Stop Using QtWebKit

Today, WebKit in Linux operating systems is much more secure than it used to be. The problems that I previously discussed in this old, formerly-popular blog post are nowadays a thing of the past. Most major Linux operating systems now update WebKitGTK and WPE WebKit on a regular basis to ensure known vulnerabilities are fixed. (Not all Linux operating systems include WPE WebKit. It’s basically WebKitGTK without the dependency on GTK, and is the best choice if you want to use WebKit on embedded devices.) All major operating systems have removed older, insecure versions of WebKitGTK (“WebKit 1”) that were previously a major security problem for Linux users. And today WebKitGTK and WPE WebKit both provide a webkit_web_context_set_sandbox_enabled() API which, if enabled, employs Linux namespaces to prevent a compromised web content process from accessing your personal data, similar to Flatpak’s sandbox. (If you are a developer and your application does not already enable the sandbox, you should fix that!)
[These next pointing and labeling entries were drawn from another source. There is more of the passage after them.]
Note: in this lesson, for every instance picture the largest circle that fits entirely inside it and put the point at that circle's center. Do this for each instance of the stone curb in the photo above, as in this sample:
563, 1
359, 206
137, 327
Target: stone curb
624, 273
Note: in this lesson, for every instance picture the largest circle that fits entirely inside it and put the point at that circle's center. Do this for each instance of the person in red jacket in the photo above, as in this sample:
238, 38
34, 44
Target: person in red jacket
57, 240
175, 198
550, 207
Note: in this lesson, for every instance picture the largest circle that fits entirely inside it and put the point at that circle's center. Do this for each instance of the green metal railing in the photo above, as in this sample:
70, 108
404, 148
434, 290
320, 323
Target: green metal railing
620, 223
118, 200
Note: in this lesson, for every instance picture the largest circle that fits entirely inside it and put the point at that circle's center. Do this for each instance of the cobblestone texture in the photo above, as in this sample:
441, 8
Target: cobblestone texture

Unfortunately, QtWebKit has not benefited from these improvements. QtWebKit was removed from the upstream WebKit codebase back in 2013. Its current status in Fedora is, unfortunately, representative of other major Linux operating systems. Fedora currently contains two versions of QtWebKit:

  • The qtwebkit package contains upstream QtWebKit 2.3.4 from 2014. I believe this is used by Qt 4 applications. For avoidance of doubt, you should not use applications that depend on a web engine that has not been updated in eight years.
  • The newer qt5-qtwebkit contains Konstantin Tokarev’s fork of QtWebKit, which is de facto the new upstream and without a doubt the best version of QtWebKit available currently. Although it has received occasional updates, most recently 5.212.0-alpha4 from March 2020, it’s still based on WebKitGTK 2.12 from 2016, and the release notes bluntly state that it’s not very safe to use. Looking at WebKitGTK security advisories beginning with WSA-2016-0006, I manually counted 507 CVEs that have been fixed in WebKitGTK 2.14.0 or newer.
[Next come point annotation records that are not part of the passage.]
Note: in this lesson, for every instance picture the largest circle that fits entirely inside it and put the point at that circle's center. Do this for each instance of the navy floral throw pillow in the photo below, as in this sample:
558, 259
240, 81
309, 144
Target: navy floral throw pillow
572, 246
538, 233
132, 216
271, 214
These CVEs are mostly (but not exclusively) remote code execution vulnerabilities. Many of those CVEs no doubt correspond to bugs that were introduced more recently than 2.12, but the exact number is not important: what’s important is that it’s a lot, far too many for backporting security fixes to be practical. Since qt5-qtwebkit is two years newer than qtwebkit, the qtwebkit package is no doubt in even worse shape. And because QtWebKit does not have any web process sandbox, any remote code execution is game over: an attacker that exploits QtWebKit gains full access to your user account on your computer, and can steal or destroy all your files, read all your passwords out of your password manager, and do anything else that your user account can do with your computer. In contrast, with WebKitGTK or WPE WebKit’s web process sandbox enabled, attackers only get access to content that’s mounted within the sandbox, which is a much more limited environment without access to your home directory or session bus.
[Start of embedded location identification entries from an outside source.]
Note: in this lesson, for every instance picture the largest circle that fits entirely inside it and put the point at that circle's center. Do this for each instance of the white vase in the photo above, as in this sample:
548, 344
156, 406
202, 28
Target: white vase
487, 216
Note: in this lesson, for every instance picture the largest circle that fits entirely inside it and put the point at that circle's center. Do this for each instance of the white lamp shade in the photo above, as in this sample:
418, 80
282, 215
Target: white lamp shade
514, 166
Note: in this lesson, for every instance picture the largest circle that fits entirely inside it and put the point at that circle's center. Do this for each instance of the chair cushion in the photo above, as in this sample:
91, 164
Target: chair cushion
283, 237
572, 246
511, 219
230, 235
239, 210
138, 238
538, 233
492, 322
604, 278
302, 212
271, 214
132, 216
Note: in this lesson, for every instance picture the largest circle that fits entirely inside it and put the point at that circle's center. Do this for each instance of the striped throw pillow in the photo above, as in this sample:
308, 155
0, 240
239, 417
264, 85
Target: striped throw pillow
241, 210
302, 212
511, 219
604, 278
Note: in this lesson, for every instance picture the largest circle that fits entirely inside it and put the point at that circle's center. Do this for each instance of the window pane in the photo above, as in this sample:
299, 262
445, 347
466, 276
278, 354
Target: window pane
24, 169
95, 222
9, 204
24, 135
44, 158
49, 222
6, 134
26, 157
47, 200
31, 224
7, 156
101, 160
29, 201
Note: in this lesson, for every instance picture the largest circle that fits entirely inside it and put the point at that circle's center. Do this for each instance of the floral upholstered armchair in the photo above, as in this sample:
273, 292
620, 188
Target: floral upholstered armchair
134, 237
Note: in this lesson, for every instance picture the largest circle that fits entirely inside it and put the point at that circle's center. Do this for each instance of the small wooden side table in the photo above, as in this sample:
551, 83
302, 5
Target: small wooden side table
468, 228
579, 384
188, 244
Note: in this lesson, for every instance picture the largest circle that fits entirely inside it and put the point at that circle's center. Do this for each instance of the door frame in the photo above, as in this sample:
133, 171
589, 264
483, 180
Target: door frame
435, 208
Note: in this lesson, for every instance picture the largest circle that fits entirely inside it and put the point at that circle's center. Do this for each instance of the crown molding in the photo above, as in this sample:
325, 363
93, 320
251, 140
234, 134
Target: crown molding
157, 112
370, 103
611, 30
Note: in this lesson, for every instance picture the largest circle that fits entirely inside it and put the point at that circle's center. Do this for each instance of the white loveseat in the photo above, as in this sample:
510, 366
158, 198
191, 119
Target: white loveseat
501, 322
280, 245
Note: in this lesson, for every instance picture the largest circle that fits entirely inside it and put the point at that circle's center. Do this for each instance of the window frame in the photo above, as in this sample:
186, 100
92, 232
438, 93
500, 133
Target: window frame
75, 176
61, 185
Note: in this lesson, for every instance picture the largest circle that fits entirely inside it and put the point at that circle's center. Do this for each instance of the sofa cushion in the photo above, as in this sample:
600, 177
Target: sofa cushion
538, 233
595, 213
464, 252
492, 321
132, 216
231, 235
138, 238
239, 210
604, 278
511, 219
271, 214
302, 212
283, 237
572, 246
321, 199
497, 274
In short, it’s long past time for Linux operating systems to remove QtWebKit and everything that depends on it. Do not feed untrusted data into QtWebKit. Don’t give it any HTML that you didn’t write yourself, and certainly don’t give it anything that contains injected data. Uninstall it and whatever applications depend on it.

Update: I forgot to mention what to do if you are a developer and your application still uses QtWebKit. You should ensure it uses the most recent release of QtWebEngine for Qt 6. Do not use old versions of Qt 6, and do not use QtWebEngine for Qt 5.